Faced with the challenge of housing their newly acquired Black Star Collection of nearly 300,000 images from noted 20th century photographers, Ryerson University converted a former brewery building into the new Ryerson Image Centre. Toronto-based Diamond Schmitt Architects replaced a bland brick façade with one that would draw attention to both the collection and the university through a dynamic lighting scheme. The original brick was re-clad in translucent white glass panels, giving the Image Centre a fresh and modern look. Not content to be another architectural white box, however, the Ryerson Image Centre truly comes alive at night, when programmable LEDs backlight the panels, transforming the building into a pixelated, Technicolor beacon.

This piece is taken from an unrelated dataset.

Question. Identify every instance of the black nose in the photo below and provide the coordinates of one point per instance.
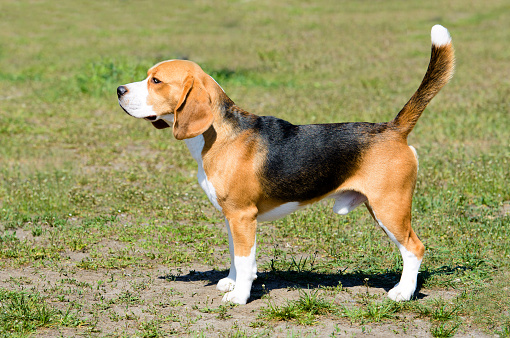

After extensive on-site testing with full-scale mock-ups, the architects arrived at a system of using white ceramic-fritted glass panels hung from the original structure. These panels are covered in a reflective white stucco and act as lightboxes thanks to their internal LED system. The lightbox testing ensured a uniform glow without any shadows cast by the LEDs and their components, thanks to their precise placement. The lightboxes provide an opaque counterpoint to the transparent glazing at ground level by day, and a scrim-like surface for colorful light shows at night. Programming controls allow for the display of simple, monochromatic, static colored lights, as well as highly animated, soft-pixel multicolor shows; passersby can control the lighting via mobile devices.

By incorporating the color-changing lit panels into the new façade, Ryerson University updated their image with an additional media layer appropriate to its field of specialization.

Jury Comments: It's a great use of color that is not gratuitous in any way. • The scale of the panels is really clever. • There's a rich quality to the color and the way in which the edges of each panel blend into the next. • The reflections on the water are fantastic.